Revolutionary approach to preventing type 1 diabetes yields positive results, researchers claim.

Oral insulin powder was given to children with a high genetic risk of developing type 1 diabetes, as part of a phase I clinical trial, which researchers claim brings them a step closer to a vaccine


 Researchers suggest that they are a step closer to creating a vaccine for type 1 diabetes after a completing a study in children

Oral insulin powder was given to children with a high genetic risk of developing type 1 diabetes, as part of a phase I clinical trial, which researchers claim brings them a step closer to a vaccine.

The international Pre-Point study, published in JAMA[1] on 21 April 2015, tested daily doses of oral insulin powder in children aged between 18 months and seven years with a genetic propensity for developing type 1 diabetes but who did not have any evidence of autoimmune antibodies.

“This is the first time we have seen a healthful immune response from any therapy used in children who are at a high risk of type 1 diabetes,” says Georgeanna Klingensmith, of the University of Colorado school of medicine, Aurora, who led the US part of the research.

The children in the study were divided into two groups: 15 children received oral insulin powder once a day, in various doses, for 3 to 18 months; a control group of 10 children received placebo.

The insulin dose was increased over time and the researchers found that 67.5mg was enough to induce a normal immune response to the beta cells in the pancreas that produce insulin.

The immune response was measured as increases in serum IgG and saliva IgA binding to insulin, and CD4+ T-cell proliferative responses to insulin. Increases were observed in five of the six children who received the 67.5mg dose of oral insulin (83.3%, 95% confidence interval 53%-99.9%; P=0.02). None of the children developed diabetes, insulin antibodies or hypoglycaemia.

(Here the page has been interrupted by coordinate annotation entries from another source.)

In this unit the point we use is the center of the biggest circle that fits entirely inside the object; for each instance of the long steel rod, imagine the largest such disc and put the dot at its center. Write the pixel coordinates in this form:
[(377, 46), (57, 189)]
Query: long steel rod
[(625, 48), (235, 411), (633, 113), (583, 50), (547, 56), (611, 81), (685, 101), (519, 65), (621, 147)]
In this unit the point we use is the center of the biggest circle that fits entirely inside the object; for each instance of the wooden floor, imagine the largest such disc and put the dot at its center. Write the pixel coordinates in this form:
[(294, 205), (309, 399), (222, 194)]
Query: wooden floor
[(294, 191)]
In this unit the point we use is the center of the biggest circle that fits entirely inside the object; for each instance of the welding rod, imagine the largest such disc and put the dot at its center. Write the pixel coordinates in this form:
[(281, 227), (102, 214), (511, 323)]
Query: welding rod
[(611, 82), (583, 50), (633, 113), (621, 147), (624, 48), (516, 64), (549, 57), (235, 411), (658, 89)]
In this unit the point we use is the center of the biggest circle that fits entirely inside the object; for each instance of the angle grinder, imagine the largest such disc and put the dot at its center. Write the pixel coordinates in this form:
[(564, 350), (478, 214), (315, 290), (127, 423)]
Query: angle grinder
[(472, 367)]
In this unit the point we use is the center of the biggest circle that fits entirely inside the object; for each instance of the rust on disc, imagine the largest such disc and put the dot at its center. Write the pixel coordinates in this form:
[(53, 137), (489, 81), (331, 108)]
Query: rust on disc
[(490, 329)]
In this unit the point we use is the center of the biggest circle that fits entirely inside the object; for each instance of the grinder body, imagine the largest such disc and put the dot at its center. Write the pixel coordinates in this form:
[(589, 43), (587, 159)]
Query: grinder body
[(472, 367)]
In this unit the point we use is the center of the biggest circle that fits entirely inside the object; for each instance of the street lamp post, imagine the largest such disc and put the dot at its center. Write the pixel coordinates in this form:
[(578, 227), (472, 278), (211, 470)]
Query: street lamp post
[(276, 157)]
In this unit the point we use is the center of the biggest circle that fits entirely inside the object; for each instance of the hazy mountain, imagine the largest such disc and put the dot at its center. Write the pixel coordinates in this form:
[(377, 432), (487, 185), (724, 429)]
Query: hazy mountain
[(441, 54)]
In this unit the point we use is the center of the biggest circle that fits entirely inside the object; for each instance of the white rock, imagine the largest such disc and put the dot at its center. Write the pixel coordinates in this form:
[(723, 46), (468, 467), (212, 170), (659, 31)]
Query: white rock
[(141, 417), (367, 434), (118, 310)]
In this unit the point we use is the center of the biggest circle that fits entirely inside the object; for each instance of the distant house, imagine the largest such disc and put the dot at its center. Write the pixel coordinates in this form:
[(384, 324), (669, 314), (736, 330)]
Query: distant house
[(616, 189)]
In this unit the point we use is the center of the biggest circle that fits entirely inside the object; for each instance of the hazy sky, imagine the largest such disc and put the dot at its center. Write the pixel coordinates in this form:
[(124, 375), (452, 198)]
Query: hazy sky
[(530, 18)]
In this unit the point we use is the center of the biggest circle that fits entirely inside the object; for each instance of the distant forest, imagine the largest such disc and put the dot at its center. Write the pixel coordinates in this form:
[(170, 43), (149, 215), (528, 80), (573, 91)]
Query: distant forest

“This is a revolutionary way to prevent type 1 diabetes,” says Anette-Gabriele Ziegler, from the Institute für Diabetesforschung, and one of the study authors. “It is quite logical that if the body’s immune system doesn’t learn how to make the protective responses by itself, we need to give it a little help.”

Victoria Ruszala, a specialist pharmacist at North Bristol NHS Trust with an interest in diabetes, says the findings are positive but that there is a long way to go before a vaccine is developed.

“We struggle to know who is really at risk from type 1 diabetes or if it just happens that your brother or your sister [has the disease],” she says. “Do you want to give your baby oral insulin just because they might get diabetes?”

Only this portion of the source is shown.